The findings of increased incidence rates of OCD and eating disorders during the pandemic might be explained in several ways. Regarding OCD, there was much focus on disinfection, cleaning, and personal hygiene to help prevent the spread of the virus. There was also much uncertainty regarding how dangerous and contagious the virus was, which resulted in a massive fear of getting infected and infecting others. This might have triggered OCD symptoms, especially for those with contamination symptoms, and led to more people being diagnosed with OCD for the first time (18). There has also been a somewhat increasing trend in the incidence rates of OCD among women in Norway during the study period, which could partly explain the result. Regarding eating disorders, many factors could contribute to the increased incidence rates among women during the pandemic. Firstly, everyone experienced disruptions in their daily routines, such as periods with closed gyms and other indoor activities, which could increase concerns regarding weight and appearance (26). In addition, social media, either in the form of harmful eating/appearance-related content or stressful and traumatic news articles related to the pandemic, could also increase symptoms (26). In general, the COVID-19 pandemic may have acted as a global stressor that triggered the development of OCD and eating disorders among vulnerable individuals.
This study has several strengths. Firstly, we used nationwide data on incidence rates from both primary- and specialist care, thus covering Norway's entire public healthcare system. Secondly, our data captured all patient encounters between 2006/2008–2021 from the entire population, thus making selection bias unlikely. Thirdly, with access to incidence rates from both 2020 and 2021, we added to and extended previous research, which only investigated incidence rates during 2020, the initial stages of the pandemic.

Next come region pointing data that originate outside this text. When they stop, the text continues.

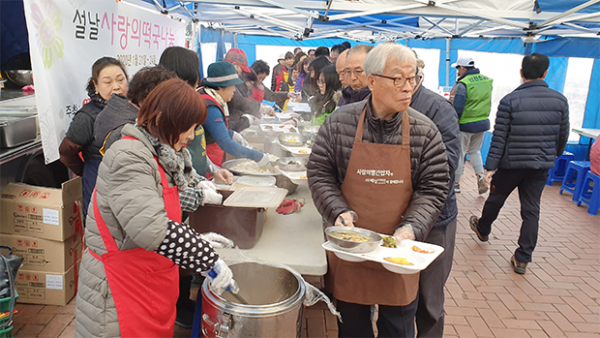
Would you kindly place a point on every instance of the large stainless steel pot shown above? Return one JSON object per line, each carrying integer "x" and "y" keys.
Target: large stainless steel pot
{"x": 17, "y": 130}
{"x": 275, "y": 299}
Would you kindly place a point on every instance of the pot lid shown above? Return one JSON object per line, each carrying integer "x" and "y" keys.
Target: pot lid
{"x": 256, "y": 197}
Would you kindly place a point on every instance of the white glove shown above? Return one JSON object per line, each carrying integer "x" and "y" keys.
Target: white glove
{"x": 207, "y": 185}
{"x": 347, "y": 219}
{"x": 267, "y": 110}
{"x": 405, "y": 232}
{"x": 221, "y": 278}
{"x": 251, "y": 119}
{"x": 212, "y": 197}
{"x": 217, "y": 241}
{"x": 240, "y": 139}
{"x": 224, "y": 175}
{"x": 264, "y": 161}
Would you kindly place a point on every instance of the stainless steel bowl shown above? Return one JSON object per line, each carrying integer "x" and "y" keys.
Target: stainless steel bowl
{"x": 231, "y": 163}
{"x": 20, "y": 77}
{"x": 292, "y": 163}
{"x": 350, "y": 246}
{"x": 292, "y": 139}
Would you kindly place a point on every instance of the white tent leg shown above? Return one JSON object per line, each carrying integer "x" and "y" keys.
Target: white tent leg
{"x": 448, "y": 62}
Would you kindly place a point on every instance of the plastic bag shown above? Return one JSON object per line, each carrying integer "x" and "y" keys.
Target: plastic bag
{"x": 9, "y": 265}
{"x": 312, "y": 296}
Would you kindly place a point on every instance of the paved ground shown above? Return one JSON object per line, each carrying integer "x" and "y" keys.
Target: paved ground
{"x": 558, "y": 297}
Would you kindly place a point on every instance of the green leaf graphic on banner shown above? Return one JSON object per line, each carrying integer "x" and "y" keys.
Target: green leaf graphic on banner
{"x": 47, "y": 27}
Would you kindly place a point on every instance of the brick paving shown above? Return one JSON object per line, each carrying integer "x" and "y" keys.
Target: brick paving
{"x": 559, "y": 296}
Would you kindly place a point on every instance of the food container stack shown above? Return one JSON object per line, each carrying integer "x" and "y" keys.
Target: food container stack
{"x": 242, "y": 215}
{"x": 43, "y": 225}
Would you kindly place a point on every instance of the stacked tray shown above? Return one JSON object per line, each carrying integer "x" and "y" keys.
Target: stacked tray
{"x": 419, "y": 260}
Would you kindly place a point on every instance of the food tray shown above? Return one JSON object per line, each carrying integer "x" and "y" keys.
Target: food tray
{"x": 253, "y": 181}
{"x": 286, "y": 116}
{"x": 299, "y": 151}
{"x": 404, "y": 249}
{"x": 299, "y": 107}
{"x": 256, "y": 197}
{"x": 278, "y": 128}
{"x": 297, "y": 177}
{"x": 296, "y": 151}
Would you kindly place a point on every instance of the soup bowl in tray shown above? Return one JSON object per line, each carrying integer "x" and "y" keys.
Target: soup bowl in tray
{"x": 353, "y": 239}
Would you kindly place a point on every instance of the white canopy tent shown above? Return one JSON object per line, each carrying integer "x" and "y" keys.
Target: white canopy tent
{"x": 380, "y": 20}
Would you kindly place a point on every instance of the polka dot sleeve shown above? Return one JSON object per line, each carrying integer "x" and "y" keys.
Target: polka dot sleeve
{"x": 184, "y": 247}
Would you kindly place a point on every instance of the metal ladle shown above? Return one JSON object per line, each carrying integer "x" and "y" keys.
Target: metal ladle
{"x": 239, "y": 298}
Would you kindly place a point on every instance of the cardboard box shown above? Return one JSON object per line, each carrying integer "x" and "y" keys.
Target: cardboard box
{"x": 43, "y": 254}
{"x": 47, "y": 288}
{"x": 41, "y": 212}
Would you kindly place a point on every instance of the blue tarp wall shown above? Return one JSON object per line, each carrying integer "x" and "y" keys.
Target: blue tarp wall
{"x": 558, "y": 49}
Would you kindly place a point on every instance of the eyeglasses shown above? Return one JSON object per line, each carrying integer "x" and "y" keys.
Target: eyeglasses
{"x": 356, "y": 72}
{"x": 400, "y": 81}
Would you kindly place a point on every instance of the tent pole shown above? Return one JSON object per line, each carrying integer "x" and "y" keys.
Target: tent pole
{"x": 448, "y": 62}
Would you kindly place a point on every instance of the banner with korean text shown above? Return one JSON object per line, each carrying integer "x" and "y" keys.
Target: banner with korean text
{"x": 67, "y": 36}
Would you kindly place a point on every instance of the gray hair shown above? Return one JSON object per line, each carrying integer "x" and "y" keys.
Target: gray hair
{"x": 362, "y": 48}
{"x": 390, "y": 51}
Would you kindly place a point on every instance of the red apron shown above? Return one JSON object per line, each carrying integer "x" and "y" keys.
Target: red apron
{"x": 378, "y": 188}
{"x": 213, "y": 151}
{"x": 144, "y": 284}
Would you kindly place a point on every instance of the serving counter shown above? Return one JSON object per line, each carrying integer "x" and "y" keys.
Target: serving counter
{"x": 293, "y": 240}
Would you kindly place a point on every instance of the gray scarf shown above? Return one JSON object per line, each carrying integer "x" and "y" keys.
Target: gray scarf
{"x": 177, "y": 164}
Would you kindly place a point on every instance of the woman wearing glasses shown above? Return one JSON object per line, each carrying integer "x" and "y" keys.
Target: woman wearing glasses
{"x": 325, "y": 102}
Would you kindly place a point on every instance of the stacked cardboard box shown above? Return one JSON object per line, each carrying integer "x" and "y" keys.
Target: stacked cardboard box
{"x": 43, "y": 225}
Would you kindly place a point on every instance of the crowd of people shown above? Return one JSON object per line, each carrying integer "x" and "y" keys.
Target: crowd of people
{"x": 150, "y": 145}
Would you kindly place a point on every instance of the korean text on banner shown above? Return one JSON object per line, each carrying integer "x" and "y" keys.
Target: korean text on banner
{"x": 67, "y": 37}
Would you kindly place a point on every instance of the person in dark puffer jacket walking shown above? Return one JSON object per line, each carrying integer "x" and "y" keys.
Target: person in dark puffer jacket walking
{"x": 430, "y": 311}
{"x": 532, "y": 128}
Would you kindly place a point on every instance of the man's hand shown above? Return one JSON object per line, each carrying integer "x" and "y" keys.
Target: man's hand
{"x": 267, "y": 110}
{"x": 347, "y": 219}
{"x": 217, "y": 241}
{"x": 403, "y": 233}
{"x": 224, "y": 175}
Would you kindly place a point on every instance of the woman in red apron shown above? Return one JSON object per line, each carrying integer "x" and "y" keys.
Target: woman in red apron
{"x": 219, "y": 87}
{"x": 381, "y": 166}
{"x": 128, "y": 285}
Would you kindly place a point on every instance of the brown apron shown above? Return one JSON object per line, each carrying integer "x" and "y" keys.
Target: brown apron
{"x": 378, "y": 188}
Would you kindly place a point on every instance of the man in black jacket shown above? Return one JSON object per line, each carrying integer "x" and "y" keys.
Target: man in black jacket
{"x": 430, "y": 310}
{"x": 380, "y": 165}
{"x": 532, "y": 128}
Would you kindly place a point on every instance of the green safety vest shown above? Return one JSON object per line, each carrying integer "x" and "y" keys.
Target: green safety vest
{"x": 479, "y": 98}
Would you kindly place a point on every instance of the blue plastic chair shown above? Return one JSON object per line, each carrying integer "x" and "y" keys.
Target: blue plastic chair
{"x": 560, "y": 167}
{"x": 574, "y": 178}
{"x": 590, "y": 193}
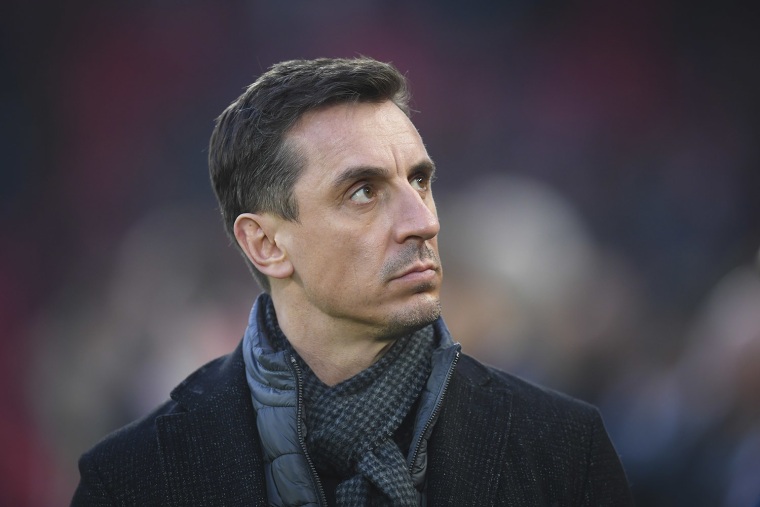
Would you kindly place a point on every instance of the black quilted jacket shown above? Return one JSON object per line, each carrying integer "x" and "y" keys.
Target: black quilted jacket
{"x": 498, "y": 441}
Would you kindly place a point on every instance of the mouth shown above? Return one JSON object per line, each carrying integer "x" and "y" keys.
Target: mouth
{"x": 418, "y": 272}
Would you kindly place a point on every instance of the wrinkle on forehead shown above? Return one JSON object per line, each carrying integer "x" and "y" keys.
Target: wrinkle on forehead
{"x": 345, "y": 133}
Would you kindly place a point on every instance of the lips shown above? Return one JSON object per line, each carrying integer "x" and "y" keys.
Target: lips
{"x": 419, "y": 270}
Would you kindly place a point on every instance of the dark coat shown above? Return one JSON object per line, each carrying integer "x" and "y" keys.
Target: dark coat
{"x": 498, "y": 441}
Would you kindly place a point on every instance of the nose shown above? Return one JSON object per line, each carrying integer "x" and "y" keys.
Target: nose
{"x": 415, "y": 216}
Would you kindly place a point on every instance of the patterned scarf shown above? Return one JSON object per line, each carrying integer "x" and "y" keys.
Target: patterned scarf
{"x": 351, "y": 426}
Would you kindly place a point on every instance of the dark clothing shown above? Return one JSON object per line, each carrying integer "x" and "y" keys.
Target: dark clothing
{"x": 498, "y": 441}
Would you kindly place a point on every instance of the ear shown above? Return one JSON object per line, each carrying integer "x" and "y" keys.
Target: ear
{"x": 256, "y": 235}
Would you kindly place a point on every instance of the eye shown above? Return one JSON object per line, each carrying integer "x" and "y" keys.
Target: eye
{"x": 364, "y": 195}
{"x": 420, "y": 182}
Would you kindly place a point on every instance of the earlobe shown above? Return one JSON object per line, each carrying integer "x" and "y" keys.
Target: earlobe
{"x": 255, "y": 233}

Our study also has some limitations. Firstly, we investigated incidence rates in the two health registries separately. Consequently, an individual could have received a first diagnosis of depression in specialist health care in 2016 but have been registered with a first diagnosis of depression in primary care in 2015. Secondly, subject-level data are available from 2006 in KUHR and from 2008 in NPR. Data during the first years will not only capture true incident cases, but also prevalent cases, as individuals might have been in contact with primary- and specialist care before the inception of the registries. Therefore, we investigated incidence rates between 2015–2021. However, this resulted in a short reference period before the pandemic outbreak (5 years), reducing the prediction models' statistical power. Lastly, in ICPC-2, phobia and OCD are merged in the same diagnostic code (P79), which makes it impossible to interpret whether phobia, OCD, or both disorders declined in primary care. We found opposite trends for phobic anxiety disorders and OCD in specialist health care using ICD-10.